El 10 de febrero, España anunció la aprobación del Reglamento General de Suministro, Comercialización y Agregación de Energía Eléctrica (Real Decreto 88/2026), regulando por primera vez la figura del agregador independiente.
Este hito normativo marca un avance decisivo en el dinamismo del sistema eléctrico, al reconocer oficialmente un actor clave que permite integrar flexibilidad y facilita la participación activa de consumidores y pequeños productores en el mercado energético.
¿Qué es un agregador?
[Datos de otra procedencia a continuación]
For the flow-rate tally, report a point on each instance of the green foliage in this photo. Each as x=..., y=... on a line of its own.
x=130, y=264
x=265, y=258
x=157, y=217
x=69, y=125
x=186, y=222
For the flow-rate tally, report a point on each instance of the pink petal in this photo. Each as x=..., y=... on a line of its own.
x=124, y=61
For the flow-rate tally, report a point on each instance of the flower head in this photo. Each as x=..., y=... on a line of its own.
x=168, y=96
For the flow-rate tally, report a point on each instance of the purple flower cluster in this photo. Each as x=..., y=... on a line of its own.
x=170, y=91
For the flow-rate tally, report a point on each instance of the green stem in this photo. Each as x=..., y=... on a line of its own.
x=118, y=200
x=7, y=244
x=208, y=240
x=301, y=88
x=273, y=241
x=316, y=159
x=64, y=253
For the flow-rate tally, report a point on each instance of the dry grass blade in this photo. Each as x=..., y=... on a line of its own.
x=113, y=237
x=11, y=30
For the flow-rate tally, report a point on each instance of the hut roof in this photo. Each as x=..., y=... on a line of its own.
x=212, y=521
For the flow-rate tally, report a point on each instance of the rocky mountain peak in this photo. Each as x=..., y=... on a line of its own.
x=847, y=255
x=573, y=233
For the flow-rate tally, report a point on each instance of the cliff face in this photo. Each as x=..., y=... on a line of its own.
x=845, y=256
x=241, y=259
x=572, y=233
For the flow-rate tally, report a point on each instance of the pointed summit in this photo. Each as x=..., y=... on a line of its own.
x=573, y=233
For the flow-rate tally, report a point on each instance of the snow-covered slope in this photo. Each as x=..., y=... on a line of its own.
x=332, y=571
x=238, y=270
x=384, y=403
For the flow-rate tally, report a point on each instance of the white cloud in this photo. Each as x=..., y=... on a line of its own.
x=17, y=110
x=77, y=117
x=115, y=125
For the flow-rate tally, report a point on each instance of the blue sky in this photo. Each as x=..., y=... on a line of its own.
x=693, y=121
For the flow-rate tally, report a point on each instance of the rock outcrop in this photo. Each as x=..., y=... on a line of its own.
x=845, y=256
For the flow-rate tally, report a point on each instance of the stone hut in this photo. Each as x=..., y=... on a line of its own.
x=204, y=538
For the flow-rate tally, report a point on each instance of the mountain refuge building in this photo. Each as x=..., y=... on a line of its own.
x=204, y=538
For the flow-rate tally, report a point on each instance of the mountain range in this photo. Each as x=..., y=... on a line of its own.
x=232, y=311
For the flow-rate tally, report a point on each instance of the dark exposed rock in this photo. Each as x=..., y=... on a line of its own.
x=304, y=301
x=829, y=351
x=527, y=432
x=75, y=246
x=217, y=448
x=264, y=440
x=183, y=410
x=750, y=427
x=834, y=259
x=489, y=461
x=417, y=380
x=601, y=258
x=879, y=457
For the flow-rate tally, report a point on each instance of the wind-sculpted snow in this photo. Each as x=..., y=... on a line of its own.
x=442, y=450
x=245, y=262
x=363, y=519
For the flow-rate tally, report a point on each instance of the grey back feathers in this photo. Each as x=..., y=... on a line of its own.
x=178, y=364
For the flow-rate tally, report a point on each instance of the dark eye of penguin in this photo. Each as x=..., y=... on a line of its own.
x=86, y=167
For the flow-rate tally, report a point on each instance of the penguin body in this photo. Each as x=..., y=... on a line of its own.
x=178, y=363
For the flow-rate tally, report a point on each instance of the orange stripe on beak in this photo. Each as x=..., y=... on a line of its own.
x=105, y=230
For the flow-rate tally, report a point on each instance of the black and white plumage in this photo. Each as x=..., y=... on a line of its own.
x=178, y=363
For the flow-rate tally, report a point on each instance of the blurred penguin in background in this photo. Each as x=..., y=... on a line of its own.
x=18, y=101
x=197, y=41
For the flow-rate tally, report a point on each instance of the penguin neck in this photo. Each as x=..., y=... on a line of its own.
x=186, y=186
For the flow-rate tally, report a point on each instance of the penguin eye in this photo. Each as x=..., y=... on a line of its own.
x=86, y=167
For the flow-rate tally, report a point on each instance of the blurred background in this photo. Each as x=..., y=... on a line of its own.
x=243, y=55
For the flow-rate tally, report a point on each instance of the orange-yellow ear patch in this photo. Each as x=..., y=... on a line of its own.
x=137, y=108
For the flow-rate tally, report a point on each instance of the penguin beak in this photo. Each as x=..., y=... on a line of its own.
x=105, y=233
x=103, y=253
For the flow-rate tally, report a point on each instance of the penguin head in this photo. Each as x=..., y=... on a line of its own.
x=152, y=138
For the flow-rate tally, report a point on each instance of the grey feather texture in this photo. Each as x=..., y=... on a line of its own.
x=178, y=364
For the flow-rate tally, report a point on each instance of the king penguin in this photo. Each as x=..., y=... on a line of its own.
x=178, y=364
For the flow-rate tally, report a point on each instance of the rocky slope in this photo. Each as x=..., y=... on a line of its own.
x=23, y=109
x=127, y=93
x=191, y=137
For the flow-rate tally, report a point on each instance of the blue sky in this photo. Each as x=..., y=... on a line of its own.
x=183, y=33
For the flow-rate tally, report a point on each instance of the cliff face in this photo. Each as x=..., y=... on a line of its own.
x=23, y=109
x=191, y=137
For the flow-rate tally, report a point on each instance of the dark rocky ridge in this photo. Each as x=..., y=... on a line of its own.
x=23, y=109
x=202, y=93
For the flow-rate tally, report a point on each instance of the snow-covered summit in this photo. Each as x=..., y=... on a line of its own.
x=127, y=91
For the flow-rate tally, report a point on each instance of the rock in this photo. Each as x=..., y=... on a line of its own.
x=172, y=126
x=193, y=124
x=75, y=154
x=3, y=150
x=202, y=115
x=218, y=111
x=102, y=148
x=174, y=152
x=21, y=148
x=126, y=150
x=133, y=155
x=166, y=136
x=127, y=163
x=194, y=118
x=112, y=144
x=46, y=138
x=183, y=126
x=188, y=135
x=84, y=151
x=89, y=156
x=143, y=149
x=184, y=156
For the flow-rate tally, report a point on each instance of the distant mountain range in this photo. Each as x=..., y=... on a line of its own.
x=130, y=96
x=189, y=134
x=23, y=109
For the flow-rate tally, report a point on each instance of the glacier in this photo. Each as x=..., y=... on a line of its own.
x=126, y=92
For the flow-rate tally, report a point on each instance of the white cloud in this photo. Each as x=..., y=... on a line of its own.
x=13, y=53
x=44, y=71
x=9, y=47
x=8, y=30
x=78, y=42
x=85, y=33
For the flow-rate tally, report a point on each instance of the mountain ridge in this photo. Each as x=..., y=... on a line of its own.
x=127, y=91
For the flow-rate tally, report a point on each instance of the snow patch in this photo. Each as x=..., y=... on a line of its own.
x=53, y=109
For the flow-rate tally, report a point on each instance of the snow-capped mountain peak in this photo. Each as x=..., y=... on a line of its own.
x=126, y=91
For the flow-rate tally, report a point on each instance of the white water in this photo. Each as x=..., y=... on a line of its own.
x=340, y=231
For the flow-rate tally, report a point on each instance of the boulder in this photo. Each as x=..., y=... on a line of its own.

Y ¿Cuál es su función?
Un agregador es un intermediario que agrupa la producción o el consumo de múltiples participantes para operar de forma conjunta en el mercado eléctrico.
En términos prácticos, actúa como un integrador de recursos distribuidos, combinando la energía o la flexibilidad de varios activos para alcanzar la escala necesaria que permita su participación en mercados que, individualmente, resultarían inaccesibles.
El agregador puede:
- Agrupar pequeños productores para comercializar su energía como si procediera de una única instalación de mayor tamaño.
- Agrupar consumidores o activos de almacenamiento para ofrecer servicios de flexibilidad al sistema eléctrico.
- Optimizar recursos distribuidos (demanda flexible, autoconsumo, baterías) en función de señales económicas y operativas.
En periodos de tensión del sistema, como picos de demanda, el agregador responde a las señales del operador del sistema, Red Eléctrica (REE), contribuyendo al equilibrio entre consumo y generación y garantizando la estabilidad de la red.
Con la aprobación de este reglamento, los consumidores podrán contratar libremente los servicios de un agregador sin necesidad de renunciar a su contrato de suministro con su comercializadora, lo que facilita la adopción del modelo y fomenta la competencia.
Próximos pasos
Tras la aprobación del reglamento:
- Red Eléctrica dispondrá de un plazo de dos meses para definir el procedimiento de operación del modelo de agregación.
- La Comisión Nacional de los Mercados y la Competencia (CNMC) contará con tres meses para adaptar los sistemas de intercambio de información necesarios que permitan la participación efectiva de los agregadores.
- Posteriormente, el Ministerio para la Transición Ecológica y el Reto Demográfico (MITECO) publicará, mediante orden ministerial, el modelo de agregación centralizado, incluyendo los mecanismos de corrección y compensación en las liquidaciones entre agregadores y comercializadoras.
Estos pasos serán fundamentales para asegurar una implementación ordenada y eficaz de la nueva normativa.
Conclusiones
La transición hacia un sistema eléctrico más dinámico, descentralizado y sostenible exige la colaboración de todos los actores: operadores, distribuidores, agregadores, consumidores e industria.
La medida adoptada por el gobierno busca incorporar nuevos recursos de flexibilidad al sistema eléctrico ante la creciente integración de generación renovable y permitir un rol más activo por el lado de los consumidores.
El agregador emerge, así como una figura estratégica: optimiza recursos existentes y reduce costes sistémicos reforzando la estabilidad y competitividad del sistema eléctrico en su conjunto.